Persistencia
Pasa que con este calor no se puede pensar, mucho menos escribir.
Uno anda en cueros y, la verdad, que la imagen que uno tiene de sí mismo no lo motiva. Porque un escritor es ante todo un esteta y se imagina que sentado acá, medio en pelotas, viéndome el ombligo lleno de pelos o de pelusa, qué importa, presento una imagen que está en las antípodas de lo que podamos considerar un escritor profesional, mucho menos, uno consumado. Me atrevo a compartirlo porque, supongo. que usted pensará al respecto igual que yo. Uno puede venir con la mejor de las ideas, ponerse frente a la máquina y mirar el cursor titilante o la hoja en blanco (para el caso es lo mismo) y enseguida se levanta para ir a buscar algo fresco porque así no se puede. Y las imágenes que acuden a la mente le pueden resultar muy poéticas pero cuando uno tiene la frente cubierta de sudor que ahora le van corriendo las gotas cuesta bajo por los pómulos presas de la gravedad... en fin.
Pero el mandato impone al escritor que nada se consigue sin trabajo arduo y que eso de la inspiración tiene poco de realidad, que parece que la turra esa –la realidad, digo– vendría más por el lado de la transpiración y si fuera por eso, vea, yo le juro que en este momento tendría que estar escribiendo la Divina Comedia o el Ulises o Los sorias porque, la verdad, que sudor sobra. Digo que para mí la inspiración era un invento de los griegos y desde que la gente no dedica más su piedad a esos dioses lejanos las minas esas se hacen rogar o no vienen nunca. Porque lo que se dice una musa, por acá, en los últimos siglos no vio nadie.

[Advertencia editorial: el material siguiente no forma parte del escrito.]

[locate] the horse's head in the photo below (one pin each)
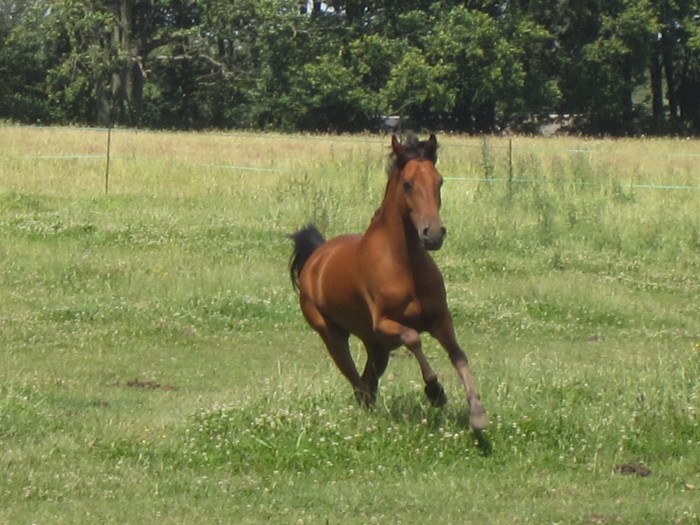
(418, 183)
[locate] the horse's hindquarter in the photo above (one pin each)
(330, 286)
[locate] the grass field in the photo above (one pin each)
(155, 367)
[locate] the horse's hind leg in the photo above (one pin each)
(377, 361)
(445, 334)
(337, 343)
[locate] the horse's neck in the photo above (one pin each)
(397, 233)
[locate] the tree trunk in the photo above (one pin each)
(669, 70)
(657, 96)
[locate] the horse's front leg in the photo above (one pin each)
(444, 332)
(395, 334)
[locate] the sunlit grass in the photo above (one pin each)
(154, 357)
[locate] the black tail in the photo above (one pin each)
(306, 241)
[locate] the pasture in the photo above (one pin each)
(155, 367)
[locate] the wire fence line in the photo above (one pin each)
(486, 144)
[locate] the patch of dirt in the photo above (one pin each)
(633, 469)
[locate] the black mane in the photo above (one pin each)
(413, 148)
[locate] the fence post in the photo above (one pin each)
(109, 146)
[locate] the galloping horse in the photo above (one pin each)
(384, 286)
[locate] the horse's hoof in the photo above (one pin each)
(436, 393)
(365, 399)
(478, 418)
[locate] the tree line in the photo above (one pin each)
(617, 66)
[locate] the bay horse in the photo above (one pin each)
(383, 286)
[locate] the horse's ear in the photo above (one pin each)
(431, 147)
(396, 146)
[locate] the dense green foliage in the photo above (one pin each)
(628, 66)
(155, 366)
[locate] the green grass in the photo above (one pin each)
(154, 365)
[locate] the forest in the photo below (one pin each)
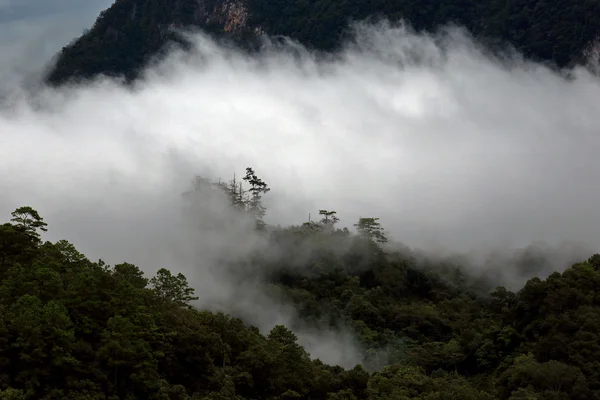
(73, 328)
(131, 33)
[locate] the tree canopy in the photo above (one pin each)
(71, 328)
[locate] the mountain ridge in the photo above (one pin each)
(129, 33)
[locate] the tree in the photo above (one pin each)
(173, 288)
(371, 229)
(329, 218)
(29, 221)
(257, 189)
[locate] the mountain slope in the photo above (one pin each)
(130, 32)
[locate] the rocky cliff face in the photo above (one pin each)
(130, 32)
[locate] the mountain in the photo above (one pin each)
(75, 329)
(131, 32)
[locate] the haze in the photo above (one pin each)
(452, 149)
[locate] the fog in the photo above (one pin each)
(455, 151)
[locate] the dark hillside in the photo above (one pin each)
(130, 32)
(71, 328)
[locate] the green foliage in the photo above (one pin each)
(172, 288)
(131, 32)
(74, 329)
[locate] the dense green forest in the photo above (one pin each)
(71, 328)
(127, 35)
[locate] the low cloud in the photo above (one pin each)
(455, 151)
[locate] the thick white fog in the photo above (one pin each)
(451, 148)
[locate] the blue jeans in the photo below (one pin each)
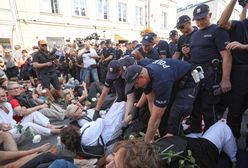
(86, 73)
(62, 164)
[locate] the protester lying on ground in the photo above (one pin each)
(20, 100)
(205, 150)
(94, 133)
(36, 122)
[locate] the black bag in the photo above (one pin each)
(90, 152)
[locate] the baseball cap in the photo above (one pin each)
(130, 75)
(147, 39)
(182, 20)
(113, 68)
(42, 42)
(173, 33)
(200, 11)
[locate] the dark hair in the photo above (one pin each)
(138, 154)
(70, 136)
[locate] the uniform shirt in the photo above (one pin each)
(40, 58)
(239, 32)
(153, 54)
(182, 41)
(162, 48)
(119, 85)
(207, 44)
(163, 74)
(172, 48)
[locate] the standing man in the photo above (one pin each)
(184, 42)
(157, 81)
(173, 43)
(46, 68)
(208, 50)
(161, 46)
(238, 31)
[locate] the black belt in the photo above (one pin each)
(240, 67)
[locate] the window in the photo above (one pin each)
(79, 7)
(139, 15)
(49, 6)
(164, 20)
(122, 12)
(102, 11)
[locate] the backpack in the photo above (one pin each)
(89, 152)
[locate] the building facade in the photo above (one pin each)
(216, 7)
(24, 22)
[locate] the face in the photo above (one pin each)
(14, 89)
(204, 22)
(43, 47)
(140, 82)
(147, 47)
(185, 27)
(115, 160)
(3, 97)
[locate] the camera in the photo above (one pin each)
(243, 2)
(217, 90)
(52, 54)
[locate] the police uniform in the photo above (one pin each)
(206, 45)
(185, 40)
(239, 80)
(47, 75)
(162, 48)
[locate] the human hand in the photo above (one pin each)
(225, 86)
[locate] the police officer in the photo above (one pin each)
(107, 55)
(238, 31)
(46, 68)
(161, 46)
(208, 46)
(173, 43)
(114, 78)
(184, 42)
(157, 81)
(146, 50)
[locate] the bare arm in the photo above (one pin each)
(8, 155)
(101, 99)
(226, 70)
(226, 14)
(154, 122)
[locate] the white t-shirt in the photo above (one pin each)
(87, 58)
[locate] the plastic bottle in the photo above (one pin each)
(60, 146)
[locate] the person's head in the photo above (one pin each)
(136, 76)
(70, 137)
(42, 44)
(202, 16)
(155, 37)
(147, 43)
(173, 36)
(184, 24)
(3, 97)
(114, 70)
(134, 154)
(14, 88)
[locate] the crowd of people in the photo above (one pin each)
(128, 104)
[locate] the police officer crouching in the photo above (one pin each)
(45, 64)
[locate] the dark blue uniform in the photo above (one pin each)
(119, 86)
(153, 54)
(166, 77)
(206, 45)
(239, 80)
(163, 74)
(184, 40)
(162, 48)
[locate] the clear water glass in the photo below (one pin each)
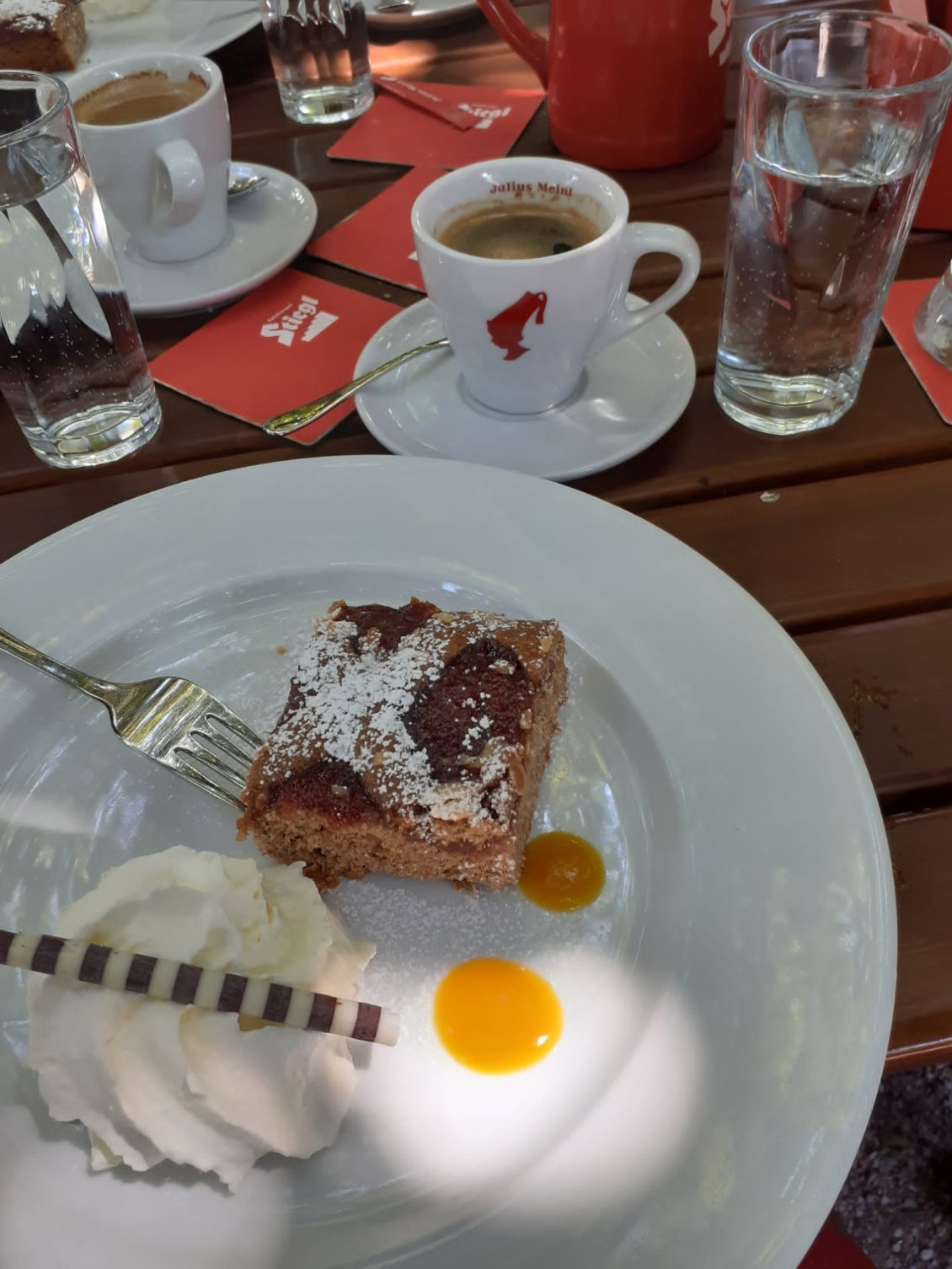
(72, 368)
(933, 323)
(320, 55)
(839, 115)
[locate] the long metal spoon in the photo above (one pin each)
(283, 424)
(243, 180)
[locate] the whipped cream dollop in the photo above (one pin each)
(155, 1081)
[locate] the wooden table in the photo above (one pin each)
(852, 552)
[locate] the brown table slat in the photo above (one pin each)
(922, 859)
(892, 680)
(858, 547)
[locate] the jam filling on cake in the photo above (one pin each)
(401, 709)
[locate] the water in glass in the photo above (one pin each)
(839, 115)
(821, 212)
(72, 368)
(318, 51)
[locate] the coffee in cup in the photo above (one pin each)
(137, 98)
(521, 315)
(155, 132)
(521, 231)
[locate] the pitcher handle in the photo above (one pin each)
(532, 47)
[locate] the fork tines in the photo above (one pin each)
(217, 752)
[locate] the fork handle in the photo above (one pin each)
(283, 424)
(97, 688)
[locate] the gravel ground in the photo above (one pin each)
(897, 1198)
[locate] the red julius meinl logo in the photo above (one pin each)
(506, 329)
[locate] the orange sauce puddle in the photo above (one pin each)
(561, 872)
(496, 1017)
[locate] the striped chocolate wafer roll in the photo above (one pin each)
(185, 983)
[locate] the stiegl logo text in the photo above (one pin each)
(303, 321)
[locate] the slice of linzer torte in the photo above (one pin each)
(413, 742)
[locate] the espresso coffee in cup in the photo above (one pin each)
(136, 98)
(516, 231)
(528, 261)
(155, 132)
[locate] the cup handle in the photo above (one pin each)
(178, 185)
(639, 240)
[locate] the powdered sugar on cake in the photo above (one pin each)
(30, 14)
(352, 701)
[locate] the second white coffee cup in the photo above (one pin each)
(164, 179)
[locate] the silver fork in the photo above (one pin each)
(172, 721)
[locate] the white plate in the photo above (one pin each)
(630, 395)
(425, 13)
(267, 228)
(183, 25)
(726, 1000)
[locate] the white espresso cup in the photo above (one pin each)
(165, 179)
(521, 330)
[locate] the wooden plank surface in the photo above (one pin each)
(922, 858)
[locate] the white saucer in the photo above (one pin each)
(630, 395)
(267, 228)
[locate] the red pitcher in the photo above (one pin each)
(630, 84)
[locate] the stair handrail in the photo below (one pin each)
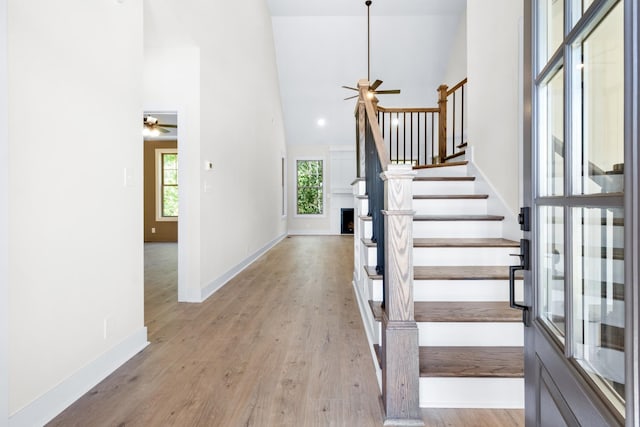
(390, 194)
(428, 134)
(444, 95)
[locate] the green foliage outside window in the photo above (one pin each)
(169, 185)
(309, 187)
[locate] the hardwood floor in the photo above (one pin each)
(282, 344)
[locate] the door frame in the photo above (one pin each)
(632, 235)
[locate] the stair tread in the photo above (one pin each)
(442, 165)
(426, 242)
(444, 178)
(457, 311)
(458, 218)
(465, 362)
(454, 155)
(479, 362)
(450, 196)
(467, 272)
(437, 196)
(449, 217)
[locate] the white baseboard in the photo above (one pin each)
(49, 405)
(316, 233)
(218, 283)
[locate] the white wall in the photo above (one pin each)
(172, 83)
(75, 242)
(494, 92)
(318, 54)
(457, 66)
(241, 129)
(4, 222)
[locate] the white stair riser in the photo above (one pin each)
(439, 206)
(363, 206)
(463, 256)
(367, 226)
(446, 229)
(443, 187)
(455, 256)
(450, 206)
(460, 170)
(461, 334)
(453, 290)
(472, 393)
(464, 290)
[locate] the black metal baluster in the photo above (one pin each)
(375, 194)
(453, 126)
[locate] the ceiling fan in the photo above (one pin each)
(373, 88)
(153, 127)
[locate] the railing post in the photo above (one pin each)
(400, 359)
(442, 126)
(360, 139)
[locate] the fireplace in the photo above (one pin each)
(346, 220)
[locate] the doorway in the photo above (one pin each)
(580, 160)
(161, 213)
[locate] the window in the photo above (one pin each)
(309, 187)
(167, 184)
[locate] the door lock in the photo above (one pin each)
(524, 265)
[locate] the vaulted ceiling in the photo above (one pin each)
(322, 45)
(356, 7)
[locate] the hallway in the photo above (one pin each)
(282, 344)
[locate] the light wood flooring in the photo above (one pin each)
(282, 344)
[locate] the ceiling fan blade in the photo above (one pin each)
(375, 85)
(386, 92)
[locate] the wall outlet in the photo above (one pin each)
(105, 328)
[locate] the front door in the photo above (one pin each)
(581, 187)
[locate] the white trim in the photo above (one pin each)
(218, 283)
(324, 187)
(4, 221)
(343, 147)
(285, 185)
(317, 232)
(49, 405)
(158, 184)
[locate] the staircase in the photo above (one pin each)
(470, 340)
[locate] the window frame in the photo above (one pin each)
(159, 152)
(323, 187)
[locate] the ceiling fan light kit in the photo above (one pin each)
(376, 84)
(151, 126)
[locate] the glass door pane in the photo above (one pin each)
(598, 293)
(579, 7)
(551, 270)
(550, 29)
(598, 91)
(551, 125)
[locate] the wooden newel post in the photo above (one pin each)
(400, 359)
(442, 125)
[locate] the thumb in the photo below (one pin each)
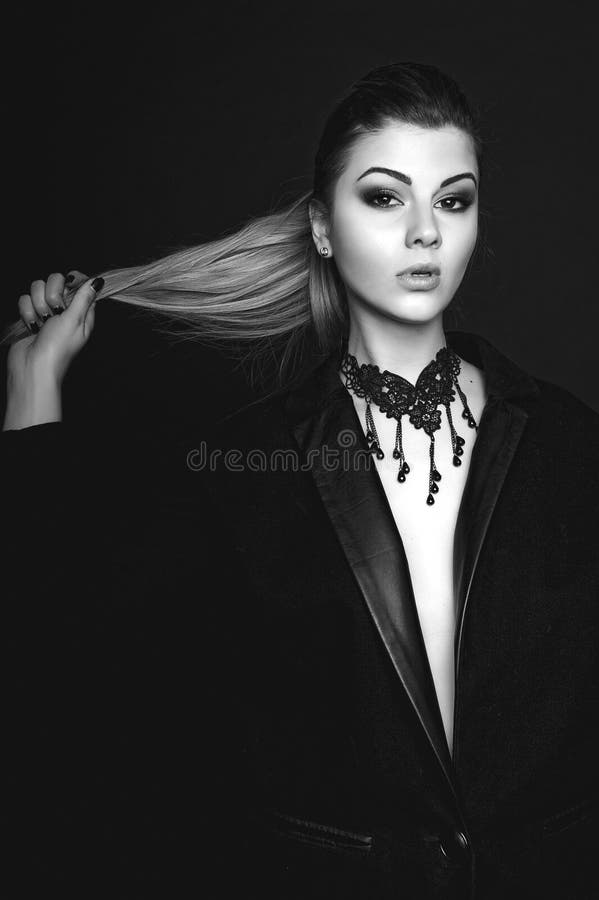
(83, 299)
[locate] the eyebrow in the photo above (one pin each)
(407, 180)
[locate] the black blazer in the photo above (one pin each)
(223, 667)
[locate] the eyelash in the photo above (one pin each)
(370, 196)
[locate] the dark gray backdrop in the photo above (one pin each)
(137, 129)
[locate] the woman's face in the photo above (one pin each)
(422, 210)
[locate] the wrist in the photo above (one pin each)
(34, 403)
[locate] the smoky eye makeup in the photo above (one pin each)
(380, 197)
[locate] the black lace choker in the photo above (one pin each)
(395, 396)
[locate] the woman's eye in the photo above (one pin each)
(380, 198)
(464, 202)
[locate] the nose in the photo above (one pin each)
(422, 227)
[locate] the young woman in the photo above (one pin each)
(367, 667)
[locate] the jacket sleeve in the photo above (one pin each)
(123, 746)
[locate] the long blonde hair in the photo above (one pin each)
(264, 290)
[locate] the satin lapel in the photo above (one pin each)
(499, 433)
(359, 511)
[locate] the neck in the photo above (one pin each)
(402, 349)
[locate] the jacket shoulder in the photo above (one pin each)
(565, 408)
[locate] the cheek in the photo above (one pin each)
(360, 249)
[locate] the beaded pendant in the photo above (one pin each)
(396, 396)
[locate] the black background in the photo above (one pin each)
(138, 129)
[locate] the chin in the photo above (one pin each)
(419, 306)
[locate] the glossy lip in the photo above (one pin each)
(421, 267)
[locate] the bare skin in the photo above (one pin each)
(37, 364)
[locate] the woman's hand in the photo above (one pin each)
(60, 326)
(61, 323)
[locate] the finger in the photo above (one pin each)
(82, 300)
(54, 289)
(27, 313)
(38, 299)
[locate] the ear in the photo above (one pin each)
(320, 224)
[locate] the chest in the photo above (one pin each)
(427, 531)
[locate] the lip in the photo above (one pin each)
(421, 267)
(419, 282)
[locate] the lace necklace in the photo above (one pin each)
(396, 396)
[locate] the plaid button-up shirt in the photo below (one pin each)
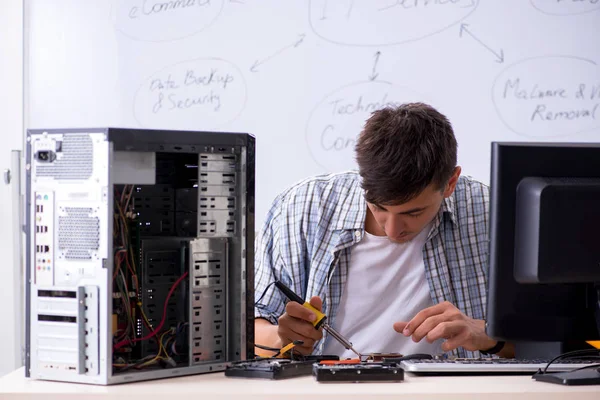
(308, 233)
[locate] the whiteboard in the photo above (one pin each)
(303, 76)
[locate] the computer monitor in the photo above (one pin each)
(544, 266)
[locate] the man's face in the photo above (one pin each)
(401, 223)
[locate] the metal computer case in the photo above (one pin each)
(71, 178)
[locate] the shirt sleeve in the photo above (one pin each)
(269, 267)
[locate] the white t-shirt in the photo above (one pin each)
(385, 284)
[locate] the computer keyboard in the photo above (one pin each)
(490, 366)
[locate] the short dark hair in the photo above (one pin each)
(402, 150)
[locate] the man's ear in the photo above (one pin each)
(451, 185)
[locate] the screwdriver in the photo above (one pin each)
(320, 321)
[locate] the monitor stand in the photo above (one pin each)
(586, 376)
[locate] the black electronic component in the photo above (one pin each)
(275, 368)
(359, 372)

Ahora se largó a llover que parece que va a caer granizo en cualquier momento. Con furia. Y el sol se sigue asomado un rato. Yo me pongo a ver como titila el cursor y me pongo a contar... Y las gotas caen cada vez más fuerte y me acuerdo que dejé ropa en la soga, qué boludo, ahora va haber que esperar para lo que sea: ir a descolgar o dejar que se seque. Pero el cursor titila. Un rato largo, titila. Es como las máquinas que en los hospitales controlan el ritmo cardíaco de los enfermos.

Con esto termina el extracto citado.